Isswanich Kulpornsorn, Poungcho Pattara, Buaban Koonchira, Chuntakaruk Hathaichanok, Sanachai Kamonpan, Chansriniyom Chaisak, Rungrotmongkol Thanyada, De-Eknamkul Wanchai, Chamni Supakarn
Pharmaceutical Sciences and Technology Program, Faculty of Pharmaceutical Sciences, Chulalongkorn University, Bangkok 10330, Thailand.
Department of Pharmacognosy and Pharmaceutical Botany, Faculty of Pharmaceutical Sciences, Chulalongkorn University, Bangkok 10330, Thailand.
ACS Omega. 2025 Aug 13;10(33):38211-38228. doi: 10.1021/acsomega.5c06242. eCollection 2025 Aug 26.

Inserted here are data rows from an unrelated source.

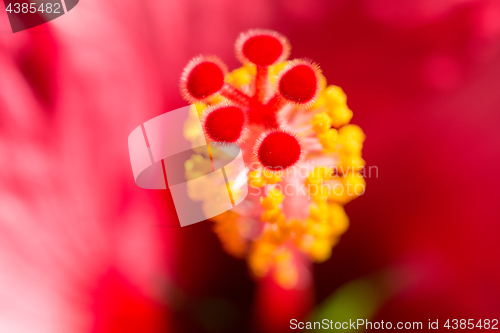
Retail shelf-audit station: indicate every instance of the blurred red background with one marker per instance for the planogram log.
(85, 250)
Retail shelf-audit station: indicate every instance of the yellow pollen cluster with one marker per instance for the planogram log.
(279, 244)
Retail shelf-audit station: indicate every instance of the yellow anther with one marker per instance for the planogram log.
(274, 198)
(319, 102)
(351, 163)
(286, 274)
(216, 99)
(271, 177)
(320, 250)
(341, 115)
(322, 122)
(338, 219)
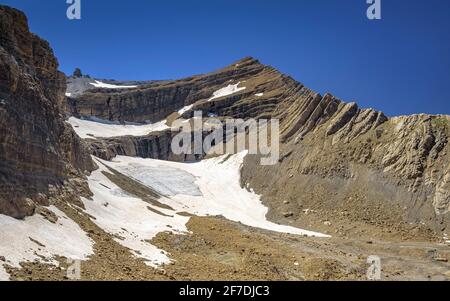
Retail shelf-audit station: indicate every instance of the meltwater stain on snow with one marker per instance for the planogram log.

The development of steroid 5α-reductase inhibitors for the treatment of androgenetic alopecia remains challenging, primarily due to the unavailability of a crystal structure for human steroid 5α-reductase type-1 (SRD5A1) and the adverse effects associated with existing steroidal therapeutic agents such as finasteride and dutasteride. In this study, hydroxycinnamate derivatives were synthesized and evaluated for their inhibitory activity against SRD5A1 using an immortalized human keratinocyte cell-based assay coupled with nonradioactive high-performance thin-layer chromatography analysis. Three ferulate derivatives featuring 2',5'-, 3',4'-, and 3',5'-bis-(trifluoromethyl)-phenyl substituents (, , and ) demonstrated inhibitory activity with half-maximal inhibitory concentrations (IC) of 8.50, 10.06, and 8.05 μM, respectively, exhibiting low cytotoxicity and favorable predicted lipophilicity. Compound was chosen for further investigation to assess its effect on SRD5A1 protein expression. Treatment of HaCaT cells with compound at concentrations of 10-15 μM for 24 h significantly downregulated SRD5A1 protein expression, suggesting its inhibitory effect on both SRD5A1 activity and expression. An model identified key binding interactions between the AlphaFold-generated SRD5A1 catalytic pocket and the residues R98, M119, A120, E202, and F228, among which M119 is recognized as a crucial residue for the stereoselective and irreversible reduction catalyzed by SRD5A1. Structure-activity relationship analysis indicated that the 3-methoxy-4-hydroxy core facilitates hydrogen bonding with R98, whereas the cinnamoyl and bis-(trifluoromethyl)-phenyl moieties enhance hydrophobic and halogen interactions with key residues, improving binding affinity and molecular orientation. Thus, these bis-(trifluoromethyl)-substituted phenyl ferulate derivatives present a promising class of nonsteroidal inhibitors for SRD5A1, with potential applications in developing topical antiandrogenic agents for the treatment androgen-related conditions.
开发用于治疗雄激素性脱发的甾体5α-还原酶抑制剂仍然具有挑战性,主要原因是缺乏人1型甾体5α-还原酶(SRD5A1)的晶体结构,以及现有甾体治疗药物(如非那雄胺和度他雄胺)存在不良反应。在本研究中,合成了羟基肉桂酸酯衍生物,并使用基于永生化人角质形成细胞的测定法结合非放射性高效薄层色谱分析,评估了它们对SRD5A1的抑制活性。三种具有2',5'-、3',4'-和3',5'-双(三氟甲基)苯基取代基的阿魏酸衍生物(、和)表现出抑制活性,其半数最大抑制浓度(IC)分别为8.50、10.06和8.05 μM,具有低细胞毒性和良好的预测亲脂性。选择化合物进行进一步研究,以评估其对SRD5A1蛋白表达的影响。用10-15 μM浓度的化合物处理HaCaT细胞24小时,可显著下调SRD5A1蛋白表达,表明其对SRD5A1活性和表达均有抑制作用。一个模型确定了AlphaFold生成的SRD5A1催化口袋与残基R98、M119、A120、E202和F228之间的关键结合相互作用,其中M119被认为是SRD5A1催化立体选择性和不可逆还原的关键残基。构效关系分析表明,3-甲氧基-4-羟基核心促进与R98形成氢键,而肉桂酰基和双(三氟甲基)苯基部分增强与关键残基的疏水和卤素相互作用,提高结合亲和力和分子取向。因此,这些双(三氟甲基)取代的苯基阿魏酸酯衍生物是一类有前景的SRD5A1非甾体抑制剂,在开发用于治疗雄激素相关疾病的局部抗雄激素药物方面具有潜在应用。